Think of vehicle ac systems similar to super or turbo charging. Are you familiar with all three systems to diagnose, troubleshoot and make repairs. Vehicle ac systems work the same as refrigerators, while house air conditioning, building hvac and walk in freezers. Are you capable of ac repairs? In my personal opinion as a diyer with experience, 98% of all vehicle ac system issues are the leaks no one wants to address but will quickly run to the auto store for refill kits, effectively refilling......a leaking system. Sealer doesn't work and ruins ac systems. Once you use any pressure gauge on your ac system, you're the ac repairman. Unfortunately, your clues points to a loss of refrigerant, a leak and not a condenser coil problem. Condenser coils work by cooling off heated refrigerant so water spraying actually helps, not impede condenser cooling. Water as a medium absorbs heat better than airflow thru radiators and condenser coils. GM uses dye at factory assembly to make it easier for anyone to find leaks using an inexpensive uv blacklight. A tell tale indication of dye is examining the two service ports. Refrigerant (invisible), oil and dye are the only things in vehicle ac systems. Dye can be yellowish green or any other day glow color in service ports in addition to refrigerant oil. If you have factory dye in your system, a uv light shined everywhere on the ac system should reveal where a leak or leaks occurred. At best, if leaks aren't found then the system leaked gradually from the front compressor seal or service ports from loose caps or worn Schrader valves. In summer, standby pressures (ac off) should be close to outside temperatures as a rough guide. Refrigeration gauges are used to determine the state of health, not one gauge on the low pressure side. Many unscrupulous dealers and repair shops prey on anyone unfamiliar with ac repairs to convince them compressors fail when its all about leaks. Compressors don't fail in general but a sealed system made largely of aluminium and rattled on every pothole takes a toll on eventual damage. Leaks are the first to occur.

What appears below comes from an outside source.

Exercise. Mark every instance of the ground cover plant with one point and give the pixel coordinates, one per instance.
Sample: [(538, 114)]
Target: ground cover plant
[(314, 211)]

  • Hi F Dryer, thank you for your comment, it is much appreciated. Yes the water did help with the cooling even if I just intended to wash the condenser a bit. The issue is why did the water not evaporate at some points in 5 minutes. It's almost like dropping water on a hot iron, it won't stay wet for too long. I do have a leak that I have neglected because it is a very slow leak, but that wont make my low side go up to 55psi when running at 87F or would it? I dunno really, but I am not sure it would. A mechanic told me the low side should be at around 40 and that the compressor is worn out.
    – charlie
    Dec 7, 2021 at 19:29
  • There! Another unprofessional mechanic looking to profit from anyone. If you like, refill your system (some require up to 1500 rpm while injecting refrigerant) and observe vent temps drop. If you feel vent temps drop it's because more refrigerant allows the compressor to work. If vent temps don't drop then there may be more diagnosing to narrow the problem down but my personal opinion is this isn't a compressor failure. On a normal operating ac system, low side pressures (some vehicles must idle higher when measuring pressures) vary from 30-35 psi, high side 150-250+psi
    – F Dryer
    Dec 7, 2021 at 19:45
  • Thank you so much for your time F Dryer. I will go out and get some gauges to measure both sides. I do get about 25-40 psi when revving the engine and the temp drops dramatically through the vents, but when I let go of the gas, it goes back up to 55psi with not quite as cold air coming out. Thanks again for your time, I won't make any more assumptions until I get a gauge that measures both side.